Niemand muss in eine körperliche Auseinandersetzung gehen. Oft lässt sich ein Täter schon irritieren, wenn man aus der Ferne laut ruft: "Hey, was machen Sie denn da?" Dadurch hält man sich selbst aus der Gefahrenzone und gibt dem Opfer die Gelegenheit, sich aus der bedrohlichen Situation zu befreien.

Wenn man näher an das Geschehen herangehen muss, sollte man nichts tun, was den Gewaltpegel erhöht. Empfehlenswert sind deshalb neutrale Fragen wie

  • "Brauchen Sie Hilfe?" oder
  • "Was ist passiert?"

Der Täter wird dadurch für einen Moment im Tatablauf gestört, weil er nachdenken muss. Zugleich bekommt er die Möglichkeit, die Situation ohne Gesichtsverlust zu beenden.

Eigene Aggressionen vermeiden

Geht man einen potentiellen Täter sofort aggressiv an, provoziert dies meist eine Eskalation.

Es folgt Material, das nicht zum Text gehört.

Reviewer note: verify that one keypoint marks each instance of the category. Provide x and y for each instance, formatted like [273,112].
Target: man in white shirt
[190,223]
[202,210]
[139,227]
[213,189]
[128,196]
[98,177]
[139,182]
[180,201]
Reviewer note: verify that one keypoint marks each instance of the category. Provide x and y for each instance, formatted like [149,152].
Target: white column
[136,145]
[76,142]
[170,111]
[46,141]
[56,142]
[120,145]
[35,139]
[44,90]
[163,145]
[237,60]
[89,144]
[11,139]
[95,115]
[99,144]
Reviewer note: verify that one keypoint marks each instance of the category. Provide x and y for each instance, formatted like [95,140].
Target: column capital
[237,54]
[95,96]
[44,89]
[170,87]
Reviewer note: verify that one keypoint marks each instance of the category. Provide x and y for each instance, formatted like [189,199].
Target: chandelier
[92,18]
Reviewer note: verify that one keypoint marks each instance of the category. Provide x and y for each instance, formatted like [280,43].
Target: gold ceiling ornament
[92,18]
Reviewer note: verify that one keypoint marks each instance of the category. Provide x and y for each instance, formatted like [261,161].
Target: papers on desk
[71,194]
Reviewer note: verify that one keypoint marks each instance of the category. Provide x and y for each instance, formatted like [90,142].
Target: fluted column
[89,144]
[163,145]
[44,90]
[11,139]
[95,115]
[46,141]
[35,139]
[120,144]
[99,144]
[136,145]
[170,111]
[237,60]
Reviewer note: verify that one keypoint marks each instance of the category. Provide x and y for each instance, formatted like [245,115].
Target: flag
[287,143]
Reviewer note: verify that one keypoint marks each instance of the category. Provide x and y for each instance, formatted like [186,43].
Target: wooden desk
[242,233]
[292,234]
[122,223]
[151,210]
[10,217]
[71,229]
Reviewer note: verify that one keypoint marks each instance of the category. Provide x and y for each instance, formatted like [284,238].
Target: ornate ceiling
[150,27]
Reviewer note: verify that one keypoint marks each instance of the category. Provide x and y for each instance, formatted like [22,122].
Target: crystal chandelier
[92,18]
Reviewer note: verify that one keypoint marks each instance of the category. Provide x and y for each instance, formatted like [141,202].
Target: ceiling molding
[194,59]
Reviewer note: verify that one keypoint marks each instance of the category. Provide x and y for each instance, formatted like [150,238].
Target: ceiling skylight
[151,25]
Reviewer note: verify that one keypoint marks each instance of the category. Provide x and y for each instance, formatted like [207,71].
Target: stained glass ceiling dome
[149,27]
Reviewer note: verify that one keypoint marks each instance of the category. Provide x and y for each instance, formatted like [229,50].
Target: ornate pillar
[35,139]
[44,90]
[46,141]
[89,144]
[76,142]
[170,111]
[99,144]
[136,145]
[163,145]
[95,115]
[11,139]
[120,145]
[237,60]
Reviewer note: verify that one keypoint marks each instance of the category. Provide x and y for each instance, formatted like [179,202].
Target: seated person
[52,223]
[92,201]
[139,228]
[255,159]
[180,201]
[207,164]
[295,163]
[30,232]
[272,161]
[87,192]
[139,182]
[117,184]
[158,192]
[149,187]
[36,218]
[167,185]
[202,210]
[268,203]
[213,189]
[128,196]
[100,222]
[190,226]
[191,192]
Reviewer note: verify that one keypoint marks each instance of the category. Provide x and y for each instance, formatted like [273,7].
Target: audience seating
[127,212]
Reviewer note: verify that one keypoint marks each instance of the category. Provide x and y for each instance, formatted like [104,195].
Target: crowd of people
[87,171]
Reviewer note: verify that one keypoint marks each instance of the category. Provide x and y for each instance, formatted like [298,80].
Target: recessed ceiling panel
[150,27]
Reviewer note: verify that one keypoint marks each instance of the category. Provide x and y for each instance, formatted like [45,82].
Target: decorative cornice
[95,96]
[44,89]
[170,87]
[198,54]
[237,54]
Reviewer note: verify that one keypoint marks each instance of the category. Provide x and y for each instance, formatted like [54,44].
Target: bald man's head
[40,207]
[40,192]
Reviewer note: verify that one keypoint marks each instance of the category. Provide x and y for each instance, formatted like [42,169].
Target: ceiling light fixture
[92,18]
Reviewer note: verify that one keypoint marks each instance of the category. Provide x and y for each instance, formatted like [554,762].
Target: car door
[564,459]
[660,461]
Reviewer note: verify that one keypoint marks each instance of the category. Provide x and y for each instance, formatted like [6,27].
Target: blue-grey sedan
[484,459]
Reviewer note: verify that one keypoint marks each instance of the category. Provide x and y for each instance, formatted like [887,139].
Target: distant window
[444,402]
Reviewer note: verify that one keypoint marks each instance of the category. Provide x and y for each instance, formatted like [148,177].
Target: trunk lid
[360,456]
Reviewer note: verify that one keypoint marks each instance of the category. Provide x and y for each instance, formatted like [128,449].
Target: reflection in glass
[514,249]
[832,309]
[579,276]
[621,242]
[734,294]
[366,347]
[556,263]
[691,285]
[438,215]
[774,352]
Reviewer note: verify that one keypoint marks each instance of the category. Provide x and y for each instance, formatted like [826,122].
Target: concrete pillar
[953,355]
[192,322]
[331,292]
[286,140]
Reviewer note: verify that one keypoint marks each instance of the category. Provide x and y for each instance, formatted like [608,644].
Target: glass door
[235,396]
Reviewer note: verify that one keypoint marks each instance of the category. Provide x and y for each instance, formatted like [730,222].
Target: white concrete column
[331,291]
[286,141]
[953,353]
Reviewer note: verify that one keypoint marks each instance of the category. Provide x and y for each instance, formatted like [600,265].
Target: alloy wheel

In bedrohlichen Situationen sollte man sich also keinesfalls zu Beleidigungen oder Handgreiflichkeiten hinreißen lassen. Bei Zivilcourage geht es nicht darum, sich gegen den Täter zu wenden, sondern das Opfer aus seiner Bedrängnis zu holen.

Wer gewalttätig wird, mag zwar das Opfer aus dem Fokus nehmen - dafür gerät er selbst ins Visier der Täter. Wie der Fall der Tuğçe Albarak zeigt, kann der Gesichtsverlust eines Täters so groß sein, dass er nach einer bereits geklärten Situation gegen den Helfer zurückschlägt.

Wenn bereits geprügelt wird, rät die Polizei in jedem Fall vom Eingreifen ab. Spätestens wenn Messer oder andere Waffen im Spiel sind, sollte man den Notruf 110 wählen und den telefonischen Kontakt halten, bis die Polizei eingetroffen ist.